Nonetheless, in the last reel, melodramatic events come fast and furious–police arrests, brutal killings, scandalous adultery, family feuds, emotional reconciliations–and subsequently pic loses its balanced tone–and to some extent its humor.
Another major problem is helmer's inability to decide how much sexual titillation and voyeurism the story should encourage. This is particularly evident in the bar scenes (which occupy half of the movie), during “macho” dancing and interaction between dancers and customers, when pic is on the verge of overemphasizing its more sensationalistic elements just for the sake of making the tale more commercially appealing.

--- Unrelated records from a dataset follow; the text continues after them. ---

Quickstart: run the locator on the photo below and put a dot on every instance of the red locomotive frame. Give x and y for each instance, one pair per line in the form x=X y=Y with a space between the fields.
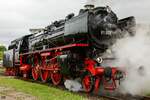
x=52 y=69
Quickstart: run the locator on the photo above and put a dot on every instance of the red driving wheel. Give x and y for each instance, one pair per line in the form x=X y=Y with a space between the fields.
x=88 y=83
x=44 y=75
x=56 y=78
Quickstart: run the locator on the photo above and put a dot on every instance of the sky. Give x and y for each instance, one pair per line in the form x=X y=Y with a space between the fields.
x=18 y=16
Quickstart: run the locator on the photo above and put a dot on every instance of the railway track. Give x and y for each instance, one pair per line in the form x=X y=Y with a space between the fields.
x=91 y=96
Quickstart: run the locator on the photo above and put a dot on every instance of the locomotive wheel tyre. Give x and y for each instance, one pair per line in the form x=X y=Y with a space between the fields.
x=88 y=82
x=35 y=73
x=56 y=78
x=44 y=75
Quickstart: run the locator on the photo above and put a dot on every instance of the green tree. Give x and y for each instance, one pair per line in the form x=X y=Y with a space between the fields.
x=2 y=49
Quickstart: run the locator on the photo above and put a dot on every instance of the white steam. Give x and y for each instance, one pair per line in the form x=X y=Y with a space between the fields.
x=133 y=55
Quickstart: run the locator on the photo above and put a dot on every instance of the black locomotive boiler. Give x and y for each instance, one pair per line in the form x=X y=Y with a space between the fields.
x=71 y=48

The actors who play the three brothers are newcomers, but they all acquit themselves with natural, most relaxing performances. Though the shows' choreography is unimpressive, the camera seems to caress the handsome boys and their almost nude bodies. Pic's erotic charge is undeniably its major selling point, particularly for the audiences for which it was made.
A Tangent Films production. Executive producer, Richard Wong Tang. Directed by Mel Chionglo. Screenplay, Ricardo Lee. Camera (color), George Tutanes; editor, Jess Navarro; music, Nonong Buenoamino; production design, Edgar Martin Littaua; sound, Ramon Reyes. Running time: 100 min.
Alex Del Rosario, Grandong Cervantes, Lawrence David, Luis Cortez, Richard Cassity, Danny Ramos, Perla Bautista.